Give thanks to the Lord, for he is good; his love endures forever. (I Chronicles 16:34)
A week from now is Christmas. As week ago, I began saying, “Am I coming down with a cold? Nahhh.” Four days ago, I admitted that I had a cold. Mark Twain supposedly said that visitors are like fish. After three days, both stink. I’m either on day four or day seven. That means it’s like one of Alexander’s Terrible, Horrible, No Good, Very Bad Days… except it’s not. It’s more like being pecked to death by ducks. Every “bite” is insignificant – more an irritation than an injury. Perhaps almost every bite. There choir’s anthem tomorrow is a song I wanted to sing. It’s not likely to happen. That bite hurts.
It's 4 pm and I was
supposed to have this blog written this morning (yesterday to you.) But I don’t
even have a passage from Scripture. And part of me says that I should be writing
something upbeat about next year. It’s “bad business” to be down in the mouth.
Another part of me says “Be vulnerable.

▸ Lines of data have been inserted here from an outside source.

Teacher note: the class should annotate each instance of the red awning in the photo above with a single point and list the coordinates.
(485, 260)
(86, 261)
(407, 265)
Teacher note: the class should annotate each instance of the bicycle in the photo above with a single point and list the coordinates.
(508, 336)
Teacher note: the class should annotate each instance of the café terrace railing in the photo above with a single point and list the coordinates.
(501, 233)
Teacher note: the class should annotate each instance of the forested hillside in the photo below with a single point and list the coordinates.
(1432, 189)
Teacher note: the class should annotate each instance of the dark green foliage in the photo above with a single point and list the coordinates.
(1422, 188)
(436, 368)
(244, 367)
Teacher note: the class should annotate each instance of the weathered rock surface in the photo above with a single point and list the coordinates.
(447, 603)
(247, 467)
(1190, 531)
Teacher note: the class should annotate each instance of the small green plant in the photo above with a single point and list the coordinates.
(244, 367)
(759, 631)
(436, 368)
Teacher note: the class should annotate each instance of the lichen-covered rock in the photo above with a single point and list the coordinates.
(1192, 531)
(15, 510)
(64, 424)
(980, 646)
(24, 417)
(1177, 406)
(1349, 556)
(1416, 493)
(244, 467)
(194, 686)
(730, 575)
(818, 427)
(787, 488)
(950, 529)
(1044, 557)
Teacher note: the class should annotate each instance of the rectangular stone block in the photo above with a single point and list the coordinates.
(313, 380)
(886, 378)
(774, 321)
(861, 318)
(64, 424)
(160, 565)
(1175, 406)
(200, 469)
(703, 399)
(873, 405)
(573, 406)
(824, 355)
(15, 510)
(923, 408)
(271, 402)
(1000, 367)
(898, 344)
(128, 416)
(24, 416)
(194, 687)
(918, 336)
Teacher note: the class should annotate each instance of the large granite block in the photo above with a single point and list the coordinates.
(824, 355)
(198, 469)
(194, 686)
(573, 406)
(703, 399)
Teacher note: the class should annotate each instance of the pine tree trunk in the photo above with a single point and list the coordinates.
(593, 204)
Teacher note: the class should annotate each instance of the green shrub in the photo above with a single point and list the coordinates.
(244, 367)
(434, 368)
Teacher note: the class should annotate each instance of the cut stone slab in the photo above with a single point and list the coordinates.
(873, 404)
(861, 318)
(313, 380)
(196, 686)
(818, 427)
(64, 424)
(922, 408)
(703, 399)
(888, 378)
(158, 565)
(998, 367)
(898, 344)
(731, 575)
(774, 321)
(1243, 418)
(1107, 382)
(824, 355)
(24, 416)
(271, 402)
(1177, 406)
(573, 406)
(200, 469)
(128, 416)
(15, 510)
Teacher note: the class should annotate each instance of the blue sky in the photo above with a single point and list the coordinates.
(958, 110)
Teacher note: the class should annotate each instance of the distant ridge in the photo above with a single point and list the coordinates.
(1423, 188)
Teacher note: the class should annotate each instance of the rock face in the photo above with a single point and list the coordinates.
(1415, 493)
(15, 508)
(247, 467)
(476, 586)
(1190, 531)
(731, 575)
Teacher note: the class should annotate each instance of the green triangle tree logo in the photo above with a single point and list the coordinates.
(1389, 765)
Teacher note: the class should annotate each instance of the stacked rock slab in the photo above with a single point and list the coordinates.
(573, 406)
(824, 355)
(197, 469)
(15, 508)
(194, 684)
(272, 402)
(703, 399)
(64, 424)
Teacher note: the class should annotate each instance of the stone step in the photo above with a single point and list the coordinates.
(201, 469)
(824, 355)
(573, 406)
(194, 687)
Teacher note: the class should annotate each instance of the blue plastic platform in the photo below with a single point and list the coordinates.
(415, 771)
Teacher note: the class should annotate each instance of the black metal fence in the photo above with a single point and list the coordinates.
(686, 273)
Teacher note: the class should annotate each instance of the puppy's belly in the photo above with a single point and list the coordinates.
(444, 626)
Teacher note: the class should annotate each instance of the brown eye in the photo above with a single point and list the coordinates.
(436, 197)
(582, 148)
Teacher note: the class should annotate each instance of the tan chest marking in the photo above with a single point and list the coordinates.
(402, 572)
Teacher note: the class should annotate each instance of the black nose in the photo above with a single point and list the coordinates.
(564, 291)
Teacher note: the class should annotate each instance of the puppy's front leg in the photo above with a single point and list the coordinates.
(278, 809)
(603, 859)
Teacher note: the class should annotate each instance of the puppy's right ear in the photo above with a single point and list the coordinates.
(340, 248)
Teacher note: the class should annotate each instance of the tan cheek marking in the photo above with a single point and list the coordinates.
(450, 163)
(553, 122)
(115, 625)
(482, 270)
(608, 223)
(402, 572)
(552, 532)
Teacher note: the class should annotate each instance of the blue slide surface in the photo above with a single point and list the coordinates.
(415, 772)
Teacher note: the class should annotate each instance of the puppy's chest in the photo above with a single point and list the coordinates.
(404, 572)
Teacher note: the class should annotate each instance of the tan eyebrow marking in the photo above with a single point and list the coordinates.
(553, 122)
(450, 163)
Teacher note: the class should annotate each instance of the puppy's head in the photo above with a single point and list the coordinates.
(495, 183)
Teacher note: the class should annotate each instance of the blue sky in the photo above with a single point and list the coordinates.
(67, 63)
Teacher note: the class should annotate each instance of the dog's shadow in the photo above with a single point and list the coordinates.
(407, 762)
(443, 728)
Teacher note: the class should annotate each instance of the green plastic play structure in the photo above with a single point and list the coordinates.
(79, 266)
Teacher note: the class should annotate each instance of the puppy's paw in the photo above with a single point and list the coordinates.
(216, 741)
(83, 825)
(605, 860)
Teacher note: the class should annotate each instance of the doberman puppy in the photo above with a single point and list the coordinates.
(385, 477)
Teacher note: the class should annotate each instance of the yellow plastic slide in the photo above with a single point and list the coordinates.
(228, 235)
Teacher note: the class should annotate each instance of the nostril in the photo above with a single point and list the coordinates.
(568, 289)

Everyone has bad days.”
But it’s not a bad day.
I’ve gone to work feeling worse than I feel. I’ve led worship with laryngitis.
It’s not like I have COVID, or Cancer, or Rabies. But… fish and guests. So I wonder what Jesus would think of my illness
and my attitude. I’m not demon possessed. I’m not at death’s door. I haven’t
suffered with my problem for 12 or 38 years. It’s just a stupid head cold, and
I’m old enough now that my body doesn’t kick them out the door on day three.
I gave myself permission to putter for the past several days, but… guests
and fish. So now I’m whimpering and wishing someone would give me a bowl of chicken
soup, but knowing that I’d be embarrassed if they did. I don’t need no stinkin’
soup. What I need is a TARDIS so I can suffer to my heart’s content without
losing time.
But that’s not the way God works, and when it comes down to it, I may
grumble and growl, but I know God is good and his way is best.